Trump himself exhibits the moral sense of a three year old, minus any apparent empathy for any other human being. Traditional GOP cant has relied on a Trad Vals script which, for all its hypocrisy on the one hand and its truncated Christianity on the other (one of Kasich's problems is that, as a conservative Anglican, he acknowledges a responsibility to the poor), it at least implies the relevance of moral argument. The Dem/liberal side is explicitly grounded in moral imperative.
So here comes Trump, and both his behavior now and his history shows that he suffers under no moral compass whatsoever. "Good" means getting what he wants, and "bad" means anything that gets in the way, and I don't think he lies so much as he simply pays no attention to the truth at all, the poster turkey for "Looking Out for #1" (it's telling that he and Ringer were both in commercial real estate).
People have erected this idol of Hillary Clinton as this liar, which I think partly stems from sheer slander, partly from her not all that appealing manner, but in large part because she's the only one other than Trump who has enough of a history of actually trying to run anything to allow people to pick over her mistakes.

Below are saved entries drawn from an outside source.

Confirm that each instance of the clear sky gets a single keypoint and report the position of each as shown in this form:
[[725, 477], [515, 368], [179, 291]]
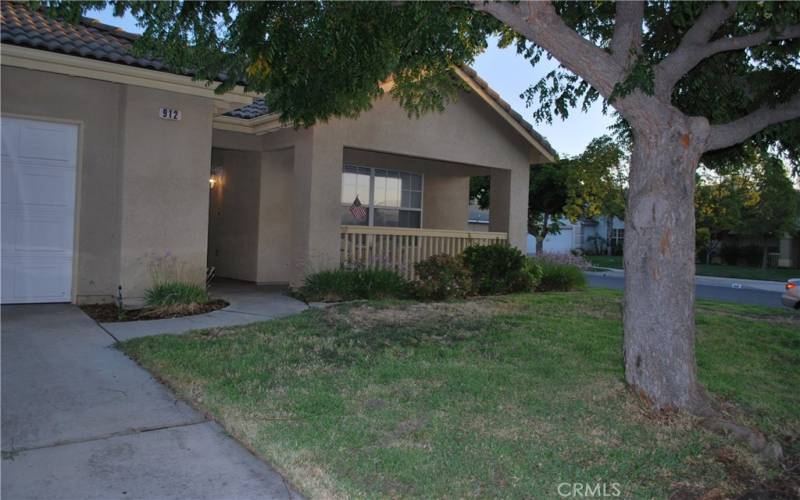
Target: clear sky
[[507, 73]]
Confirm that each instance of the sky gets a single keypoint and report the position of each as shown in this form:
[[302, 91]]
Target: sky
[[509, 74]]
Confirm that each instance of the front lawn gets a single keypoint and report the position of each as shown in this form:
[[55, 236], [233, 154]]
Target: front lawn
[[509, 396], [719, 270]]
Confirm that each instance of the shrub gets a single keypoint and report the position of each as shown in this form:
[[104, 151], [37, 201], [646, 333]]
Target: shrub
[[353, 284], [559, 277], [498, 268], [171, 293], [729, 254], [567, 259], [442, 277], [751, 255]]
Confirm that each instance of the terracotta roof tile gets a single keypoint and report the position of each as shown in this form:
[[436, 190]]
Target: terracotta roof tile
[[507, 107], [95, 40], [92, 39]]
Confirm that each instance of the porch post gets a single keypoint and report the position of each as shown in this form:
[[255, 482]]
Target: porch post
[[508, 205]]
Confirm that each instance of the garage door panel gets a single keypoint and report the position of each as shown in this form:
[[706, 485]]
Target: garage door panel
[[44, 187], [39, 140], [42, 234], [10, 142], [26, 280], [38, 179]]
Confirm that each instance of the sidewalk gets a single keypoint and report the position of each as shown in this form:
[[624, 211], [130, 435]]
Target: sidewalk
[[81, 420], [248, 303]]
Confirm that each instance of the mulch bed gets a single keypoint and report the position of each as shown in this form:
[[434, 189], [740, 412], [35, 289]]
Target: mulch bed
[[110, 313]]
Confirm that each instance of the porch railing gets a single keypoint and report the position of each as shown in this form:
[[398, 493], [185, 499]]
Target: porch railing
[[400, 249]]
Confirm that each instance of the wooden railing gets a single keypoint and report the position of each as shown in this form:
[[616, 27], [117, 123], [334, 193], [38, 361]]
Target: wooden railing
[[400, 249]]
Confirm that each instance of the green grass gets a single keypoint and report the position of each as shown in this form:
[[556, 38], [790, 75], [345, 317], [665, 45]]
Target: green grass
[[497, 397], [723, 271], [353, 284], [174, 293]]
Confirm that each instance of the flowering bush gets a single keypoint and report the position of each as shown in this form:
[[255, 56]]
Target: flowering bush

I'd rather not have her for her policies, but the hatred of her from the right is more visceral than grounded, out of proportion to her failings.
But this seems to not matter at all about Trump. And I strongly suspect, from the sorts of things I'm reading from or hearing about his supporters, that they to some great degree share his amorality. That's not to say that they lack any moral sense, but that it is no larger than they are, which is to say, they do not seem to be capable of being swayed by any sort of moral argument, accepting no moral authority outside themselves.
This is a huge problem in many ways, but in politics it makes it impossible to work to any greater good, and it makes it plausible to vote for a man who cannot run his own businesses, never mind our government. The consequences of such a vote simply do not matter, and the fact that he lies as he breathes does not matter.